Misconception #8: Measuring the impact of SMO is impossible.
By configuring your web analytics package to track traffic referrals, you can measure the impact of your SMO efforts. Using one of the many available brand monitoring services (prominent examples include BuzzMetrics, Radian6 and Biz360) can help you measure the level of activity on blogs and forums and attach a sentiment score for the conversations taking place about your brand.

Misconception #9: SMO and SEO are separate and distinct.
Reality: Both SMO and SEO can be highly effective at steering people to your website, but you should think of SMO as a tactic that's part of your overall SEO campaign. SMO will help to boost your brand's visibility online and can also play an important role in your link-building strategy.
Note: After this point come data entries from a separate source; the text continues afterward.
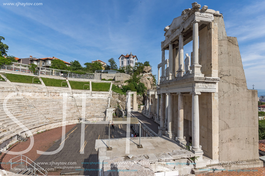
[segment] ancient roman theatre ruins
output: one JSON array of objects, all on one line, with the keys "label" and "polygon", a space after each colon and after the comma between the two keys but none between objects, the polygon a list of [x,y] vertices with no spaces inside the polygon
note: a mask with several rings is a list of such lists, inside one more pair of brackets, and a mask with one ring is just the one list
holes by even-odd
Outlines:
[{"label": "ancient roman theatre ruins", "polygon": [[[196,2],[190,7],[164,29],[156,90],[147,90],[140,109],[136,92],[127,92],[123,112],[127,118],[114,118],[115,129],[110,129],[115,112],[110,105],[112,82],[86,80],[90,82],[88,91],[7,80],[0,82],[0,128],[5,133],[0,147],[8,150],[18,137],[28,137],[7,115],[2,105],[7,102],[8,110],[33,134],[64,126],[64,117],[66,125],[83,118],[84,123],[67,131],[69,137],[63,152],[38,156],[34,161],[93,158],[99,162],[93,166],[97,170],[59,171],[61,175],[265,175],[258,152],[257,92],[247,89],[237,39],[227,35],[225,15]],[[184,46],[190,42],[192,52],[187,53]],[[0,70],[2,77],[4,72]],[[39,77],[41,80],[43,77]],[[110,87],[108,91],[92,91],[93,82],[108,82]],[[102,123],[88,124],[89,121]],[[81,137],[80,142],[82,130],[85,141]],[[132,132],[140,137],[129,137]],[[60,139],[47,151],[59,147],[64,141]]]}]

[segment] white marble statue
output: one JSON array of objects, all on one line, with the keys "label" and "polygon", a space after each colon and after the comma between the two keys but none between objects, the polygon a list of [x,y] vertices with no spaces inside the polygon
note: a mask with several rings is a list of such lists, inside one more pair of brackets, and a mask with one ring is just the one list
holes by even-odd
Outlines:
[{"label": "white marble statue", "polygon": [[185,73],[187,74],[190,72],[190,57],[188,53],[186,54],[186,58],[184,60],[185,63]]}]

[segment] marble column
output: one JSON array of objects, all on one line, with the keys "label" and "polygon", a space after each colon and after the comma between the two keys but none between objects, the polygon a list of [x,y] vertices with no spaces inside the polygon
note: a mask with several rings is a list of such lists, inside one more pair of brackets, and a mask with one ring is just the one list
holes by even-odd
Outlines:
[{"label": "marble column", "polygon": [[175,135],[173,131],[173,95],[171,94],[169,94],[168,95],[168,127],[167,136],[170,139],[174,139]]},{"label": "marble column", "polygon": [[149,112],[148,114],[149,116],[148,117],[149,118],[152,118],[152,102],[151,101],[151,98],[152,97],[152,95],[149,95]]},{"label": "marble column", "polygon": [[146,99],[146,114],[147,116],[149,115],[149,95],[147,95]]},{"label": "marble column", "polygon": [[173,43],[169,42],[169,52],[168,53],[168,62],[169,63],[169,68],[168,68],[168,80],[172,80],[173,78]]},{"label": "marble column", "polygon": [[183,50],[183,35],[179,34],[179,69],[177,71],[177,77],[183,76],[184,70],[184,55]]},{"label": "marble column", "polygon": [[166,119],[165,120],[165,128],[167,128],[168,116],[168,94],[166,94]]},{"label": "marble column", "polygon": [[160,84],[160,67],[157,67],[157,68],[158,69],[158,72],[157,72],[157,85],[159,85]]},{"label": "marble column", "polygon": [[146,100],[144,100],[144,112],[145,114],[146,114],[146,107],[147,106],[147,102]]},{"label": "marble column", "polygon": [[194,20],[192,29],[192,60],[193,63],[190,68],[192,74],[201,74],[201,65],[199,65],[199,30],[198,22],[199,20]]},{"label": "marble column", "polygon": [[183,94],[181,93],[178,93],[178,137],[177,142],[183,144],[187,143],[183,137],[184,130],[184,110],[183,110]]},{"label": "marble column", "polygon": [[157,104],[156,106],[156,120],[160,120],[160,96],[159,94],[157,95]]},{"label": "marble column", "polygon": [[163,49],[162,50],[162,59],[161,60],[161,63],[162,63],[162,67],[161,68],[161,80],[163,81],[163,79],[165,78],[165,65],[164,63],[165,63],[165,50]]},{"label": "marble column", "polygon": [[158,127],[158,134],[160,136],[165,135],[166,128],[164,127],[165,123],[165,95],[161,94],[160,106],[160,126]]},{"label": "marble column", "polygon": [[194,152],[200,152],[200,124],[199,115],[199,92],[192,92],[190,93],[192,95],[192,151]]}]

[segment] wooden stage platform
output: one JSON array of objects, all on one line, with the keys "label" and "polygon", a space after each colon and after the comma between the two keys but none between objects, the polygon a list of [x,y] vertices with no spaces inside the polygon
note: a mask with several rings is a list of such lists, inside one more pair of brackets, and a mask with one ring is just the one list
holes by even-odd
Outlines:
[{"label": "wooden stage platform", "polygon": [[[44,169],[64,167],[61,173],[80,171],[80,175],[97,175],[98,171],[96,169],[98,169],[97,163],[98,156],[98,152],[95,149],[95,140],[108,139],[108,125],[85,124],[85,143],[82,144],[82,147],[80,149],[81,125],[81,124],[77,124],[66,134],[64,145],[60,151],[52,155],[42,155],[34,162],[36,163],[42,162],[39,165]],[[110,126],[110,139],[126,137],[127,125],[116,124],[114,125],[114,130],[111,129]],[[131,130],[130,134],[132,132]],[[62,142],[61,139],[59,139],[46,152],[56,150]],[[84,154],[80,154],[80,151],[82,150],[84,151]],[[76,163],[76,164],[73,164],[73,163]],[[80,167],[75,168],[77,167]]]}]

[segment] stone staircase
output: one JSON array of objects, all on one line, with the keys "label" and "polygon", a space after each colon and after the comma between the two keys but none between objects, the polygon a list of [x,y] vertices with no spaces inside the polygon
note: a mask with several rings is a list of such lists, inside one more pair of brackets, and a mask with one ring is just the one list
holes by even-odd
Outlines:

Try to exploit the synergies between SEO and SMO to strengthen your overall campaign.

Misconception #10: 70 percent of front-page diggs were submitted by people using their left hand.
Reality: Evidence strongly suggests that 95 percent come from people using their right hand.

OK, this last point may or may not be true, but the fact is that a "top 10" list will yield better results in social media than a "top nine" list -- so plan accordingly.

Noah Elkin is vice president of corporate strategy for international search-inspired digital agency Steak.